En lo que alguna vez fue el baño de la casa, la foto de un Che de pocos
años, sentado en su bacinica de loza, nos devuelve el tono familiar de la
exposición. Es un niño, parece feliz y mira desafiante el ojo de la cámara. Un
rato más tarde entramos a la cocina, dedicada al recuerdo de doña Rosario, la
mujer que conoció a Ernesto Guevara cuando éste tenía cuatro años y ya sufría
sus devastadores ataques de asma. Sobre una pared, los recuerdos de la nana:
“Muchas veces lo llevé en mis brazos hasta su cama, porque no podía caminar (…)

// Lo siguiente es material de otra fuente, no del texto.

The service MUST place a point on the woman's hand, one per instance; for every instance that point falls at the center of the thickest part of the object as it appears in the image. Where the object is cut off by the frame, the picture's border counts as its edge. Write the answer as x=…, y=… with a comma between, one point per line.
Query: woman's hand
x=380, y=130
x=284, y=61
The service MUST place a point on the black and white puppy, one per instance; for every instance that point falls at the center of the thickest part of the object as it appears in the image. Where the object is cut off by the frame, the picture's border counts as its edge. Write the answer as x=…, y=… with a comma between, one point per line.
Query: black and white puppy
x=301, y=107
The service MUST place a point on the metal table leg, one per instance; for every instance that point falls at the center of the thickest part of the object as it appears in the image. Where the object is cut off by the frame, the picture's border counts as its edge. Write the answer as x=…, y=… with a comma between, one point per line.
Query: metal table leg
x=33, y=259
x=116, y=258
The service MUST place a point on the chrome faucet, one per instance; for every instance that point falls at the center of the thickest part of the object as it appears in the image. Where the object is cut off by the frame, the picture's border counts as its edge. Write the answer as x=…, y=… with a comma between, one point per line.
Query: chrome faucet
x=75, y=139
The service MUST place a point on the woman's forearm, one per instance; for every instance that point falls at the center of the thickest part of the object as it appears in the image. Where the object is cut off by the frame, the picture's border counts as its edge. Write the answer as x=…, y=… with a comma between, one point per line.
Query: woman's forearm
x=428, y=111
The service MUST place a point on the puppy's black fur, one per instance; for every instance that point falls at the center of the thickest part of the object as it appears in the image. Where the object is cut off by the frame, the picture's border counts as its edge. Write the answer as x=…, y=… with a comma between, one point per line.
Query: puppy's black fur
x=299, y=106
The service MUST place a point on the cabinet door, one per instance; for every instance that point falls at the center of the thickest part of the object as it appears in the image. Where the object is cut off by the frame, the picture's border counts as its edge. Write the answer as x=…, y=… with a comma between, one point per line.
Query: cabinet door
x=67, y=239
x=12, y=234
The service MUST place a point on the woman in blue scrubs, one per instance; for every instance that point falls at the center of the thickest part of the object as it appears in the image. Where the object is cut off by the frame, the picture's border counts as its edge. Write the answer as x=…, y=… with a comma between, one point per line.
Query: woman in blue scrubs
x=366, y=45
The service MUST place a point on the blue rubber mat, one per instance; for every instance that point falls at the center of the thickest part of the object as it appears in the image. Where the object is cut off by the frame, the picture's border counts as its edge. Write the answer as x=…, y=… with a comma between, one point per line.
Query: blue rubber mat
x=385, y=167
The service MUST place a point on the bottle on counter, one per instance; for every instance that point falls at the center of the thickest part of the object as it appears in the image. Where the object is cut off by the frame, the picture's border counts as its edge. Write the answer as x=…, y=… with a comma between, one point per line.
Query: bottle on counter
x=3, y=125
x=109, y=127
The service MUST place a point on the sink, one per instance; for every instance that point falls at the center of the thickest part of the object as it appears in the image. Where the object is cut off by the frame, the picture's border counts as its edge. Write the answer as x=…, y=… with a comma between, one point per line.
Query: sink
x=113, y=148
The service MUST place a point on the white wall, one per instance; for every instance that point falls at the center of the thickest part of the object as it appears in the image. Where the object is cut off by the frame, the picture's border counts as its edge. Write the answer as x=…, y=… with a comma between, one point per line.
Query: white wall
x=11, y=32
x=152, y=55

Él era un niño generoso, cuando compraba golosinas no eran sólo para él, sino
para sus amigos y para los que trabajaban en la casa…”
Cerca del mediodía, la visita llega al patio de la casa. Un Che de
bronce y a tamaño natural está sentado en un escaño. Parece disfrutar el habano
que fuma. Unos pájaros se posan sobre las ramas de un árbol. Decimos adiós al
Che y su casa de la infancia. No hay nada más por apreciar en el lugar y sus
alrededores, salvo la tranquilidad del barrio que se huele en el aire.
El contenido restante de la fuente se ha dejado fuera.